Studies of the brain mechanisms associated with initiation of movements have shown that motor activation necessary for the movement always start automatically, well before one becomes aware of the presence of initiation of the movement. This has been demonstrated by recording the Bereitschafts potential, which is directly associated with the neural activation needed for motor activities and movements [15-26]. The Bereitschafts potential which initiates the motor potentials starts about 2-3 seconds before the initiation of the motor potential in the motor system needed for the movement, when the individual is not aware of its presence [28,29]. The individual becomes aware of the movement only after the prior neural activation has already initiated the movement [31,32]. Therefore, if one wants to control any movement before it is initiated, one must have control on the drive, the rising of which to a critical point initiates the movement or the action.

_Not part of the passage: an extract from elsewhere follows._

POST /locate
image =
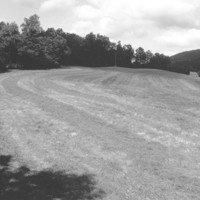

The simple parallel example is the process of heating water. When the water is heated and when it reaches 100 degrees centigrade, the water automatically starts boiling. In the same manner when the drive reaches a Critical Level of Potentiation (CLP), it initiates the movement automatically [1]. One must learn to control the drive early enough so that it does not reach the CLP point, when action would be automatically initiated. Learning to control and maintain the drive at a desired level must be acquired from infancy, and this is supported and made possible through social supports to the individual. Absence or reduced drive level also causes impediments to individuals as one would not be able to work for achieving goals, though one may be aware of the need to work for achieving goals of life. Drive and emotional arousal are different names used for the same arousal, which is an essential requirement for the initiation and completion of actions overcoming all impediments, if present. Additionally, it helps to anticipate or expect consequences and effects of one’s own actions when one could learn to control style of carrying out the actions for obtaining the best or desired results.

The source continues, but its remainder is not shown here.